Les périodes de changement d'alimentation comme la mise à l'herbe au printemps sont des périodes à risque d'entérotoxémie.En plus des vaccins contre cette affection mortelle, il est nécessaire d'assurer une transition qui atténue la brutalité du changement entre l'alimentation d'hiver au foin et une herbe jeune de compositon très différente.Donc imaginer des stratégies qui feront que les lamas auront déjà ingéré du foin avant d'aller sur la parcelle en herbe et cela sur une semaine environ en augmentant tous les jours la durée d'ingestion de l'herbe.

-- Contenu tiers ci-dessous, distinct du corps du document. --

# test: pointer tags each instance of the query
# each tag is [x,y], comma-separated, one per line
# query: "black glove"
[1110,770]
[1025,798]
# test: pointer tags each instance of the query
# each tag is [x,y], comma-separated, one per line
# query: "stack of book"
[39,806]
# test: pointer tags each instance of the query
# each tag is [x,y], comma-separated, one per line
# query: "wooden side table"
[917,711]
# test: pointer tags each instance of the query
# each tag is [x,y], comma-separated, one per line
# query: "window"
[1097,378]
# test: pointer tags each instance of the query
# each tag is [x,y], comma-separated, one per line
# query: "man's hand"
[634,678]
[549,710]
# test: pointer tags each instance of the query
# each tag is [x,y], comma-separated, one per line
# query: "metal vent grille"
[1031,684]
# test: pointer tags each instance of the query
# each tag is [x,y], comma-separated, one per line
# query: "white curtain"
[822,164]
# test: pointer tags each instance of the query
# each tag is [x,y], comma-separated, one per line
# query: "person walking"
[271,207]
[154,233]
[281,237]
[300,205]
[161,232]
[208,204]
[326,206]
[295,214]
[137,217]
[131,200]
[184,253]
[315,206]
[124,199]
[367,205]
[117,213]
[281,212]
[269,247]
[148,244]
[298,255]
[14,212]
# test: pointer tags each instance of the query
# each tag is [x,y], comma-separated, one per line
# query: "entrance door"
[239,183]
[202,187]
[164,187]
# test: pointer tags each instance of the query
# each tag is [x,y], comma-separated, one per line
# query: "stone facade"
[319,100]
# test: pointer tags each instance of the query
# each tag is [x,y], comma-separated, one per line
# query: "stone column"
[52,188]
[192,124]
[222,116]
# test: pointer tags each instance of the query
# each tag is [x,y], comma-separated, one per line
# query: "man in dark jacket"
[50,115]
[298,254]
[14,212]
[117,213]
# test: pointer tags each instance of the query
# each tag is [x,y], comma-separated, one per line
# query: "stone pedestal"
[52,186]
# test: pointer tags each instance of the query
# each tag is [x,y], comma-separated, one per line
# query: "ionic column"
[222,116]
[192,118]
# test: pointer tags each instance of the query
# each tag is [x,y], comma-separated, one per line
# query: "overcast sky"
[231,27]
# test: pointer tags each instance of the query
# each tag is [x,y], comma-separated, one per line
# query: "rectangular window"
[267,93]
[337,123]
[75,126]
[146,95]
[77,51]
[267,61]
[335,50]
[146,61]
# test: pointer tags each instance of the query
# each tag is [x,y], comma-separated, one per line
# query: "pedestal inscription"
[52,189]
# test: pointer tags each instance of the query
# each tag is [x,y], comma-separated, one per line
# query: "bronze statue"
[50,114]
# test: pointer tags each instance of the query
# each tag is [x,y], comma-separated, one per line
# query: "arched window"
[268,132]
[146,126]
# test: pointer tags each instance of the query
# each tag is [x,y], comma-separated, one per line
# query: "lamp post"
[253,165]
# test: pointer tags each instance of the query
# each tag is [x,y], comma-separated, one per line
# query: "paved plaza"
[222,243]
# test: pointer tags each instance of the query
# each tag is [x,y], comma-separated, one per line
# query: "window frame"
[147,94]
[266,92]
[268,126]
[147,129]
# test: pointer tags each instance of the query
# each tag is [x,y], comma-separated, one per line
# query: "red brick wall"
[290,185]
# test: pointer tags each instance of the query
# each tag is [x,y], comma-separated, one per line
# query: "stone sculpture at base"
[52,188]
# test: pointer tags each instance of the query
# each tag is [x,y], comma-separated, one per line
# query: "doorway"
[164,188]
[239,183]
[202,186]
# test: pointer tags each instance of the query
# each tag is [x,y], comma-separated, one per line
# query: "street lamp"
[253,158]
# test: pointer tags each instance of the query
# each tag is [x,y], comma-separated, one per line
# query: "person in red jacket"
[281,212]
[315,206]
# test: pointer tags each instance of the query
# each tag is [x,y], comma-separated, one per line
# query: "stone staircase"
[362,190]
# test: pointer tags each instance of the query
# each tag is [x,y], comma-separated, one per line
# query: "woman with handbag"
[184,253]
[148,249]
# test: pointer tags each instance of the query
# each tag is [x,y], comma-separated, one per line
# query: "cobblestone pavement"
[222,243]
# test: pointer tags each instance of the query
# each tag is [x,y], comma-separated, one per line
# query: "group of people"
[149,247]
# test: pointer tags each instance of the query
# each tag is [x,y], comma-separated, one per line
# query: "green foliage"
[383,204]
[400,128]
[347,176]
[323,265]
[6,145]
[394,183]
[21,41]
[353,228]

Pour terminer, pour le moment, ce survol très rapide, il ne faut pas oublier d'évoquer ce qui peut être le problème le plus épineux dans l'élevage des lamas( mais aussi avec d'autres espèces) je veux parler ici du problème de certains mâles qui peuvent devenir agressifs pour l'homme.Ils ne respectent pas alors les distances convenables, collent plus ou moins à l'homme et, un jour, le bousculent.Ce comportement, chez ces mâles, semblent être induits par une imprégnation au tout début de leur jeune vie.Konrad Lorenz, le premier, avait montré comment de jeunes oies en étroit contact avec l'homme au détriment de leur propre mère le suivaient, lui et non leur mère.
Le cria ( c'est le nom des petits des lamas en amérique du sud) ne sont donc définitivement pas des"bébés" , sortes de peluches à bisous ou autres caresses certes tentantes mais parfaitement nuisibles.Plus tard, après le sevrage d'avec sa mère, il sera toujours temps dans des rapports de respect d'entretenir une véritable relation avec cet animal de compagie que sait être le lama.